Subcellular localization and expression profile of CcCDR in transgenic Arabidopsis. (A) Subcellular localization of CcCDR. Plasmid constructs harbouring CaMV35S-GFP and CaMV35S-CcCDR::GFP were introduced into Arabidopsis independently by floral infiltration. Individual cells of callus derived from roots of transgenic plants were observed under a confocal microscope. Images 1 and 4 are dark field, 2 and 5 are combined, 3 and 6 are bright field. Ths scale bar=50 μm. N represents the nucleus. (B) Transcriptome profile of wild-type and rd29A-CcCDR-transgenic plants under drought stress by microarray analysis. Two-week-old seedlings were subjected to 200mM mannitol stress for 72h. The heat map represents normalized expression intensity values of differentially regulated genes (fold change ≥2 and P-value <0.05) in the RD2 transgenic line (T) as compared with the wild type (WT).
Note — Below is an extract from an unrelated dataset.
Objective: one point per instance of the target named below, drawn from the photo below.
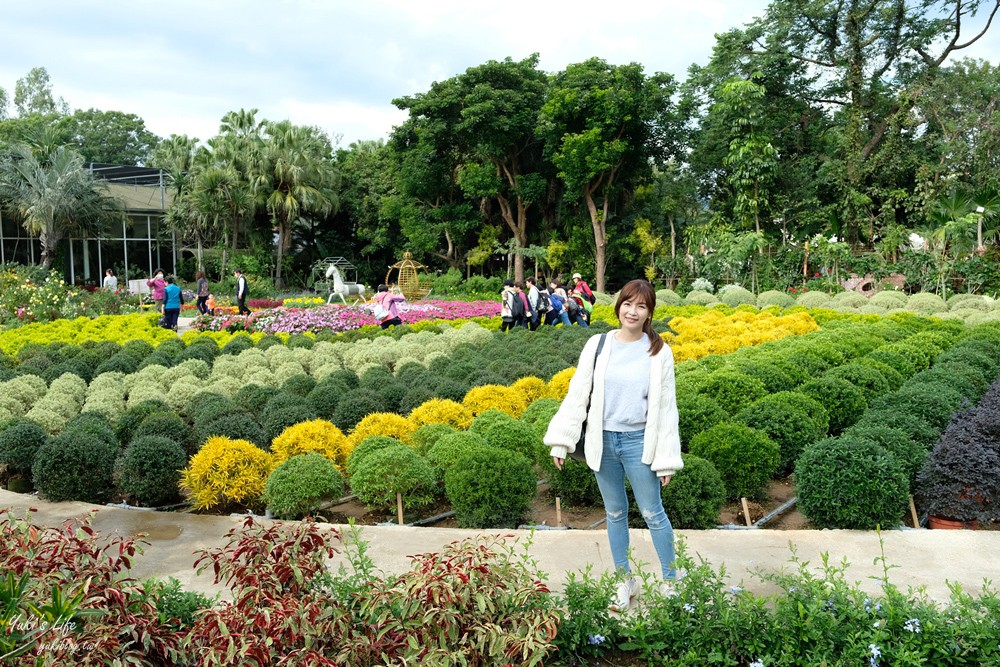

Dark color shows overexpressed genes and light color shows underexpressed genes. (C) Expression profiles of stress-responsive genes under drought stress by qRT-PCR analysis. Comparisons of the relative transcript levels of LEA, ZNF, bZIP, CDPK, MYB, MAPK, DREB2A, CBF4, and CBF1 in rd29A-CcCDR-transgenic (T) and wild-type (WT) plants and under 200mM mannitol stress for 72h. Actin was used as an internal control. The vertical column indicates the relative transcript level. The mean and SE from three independent experiments are shown. * indicates significant differences in comparison with the control at P<0.05. (This figure is available in colour at JXB online.)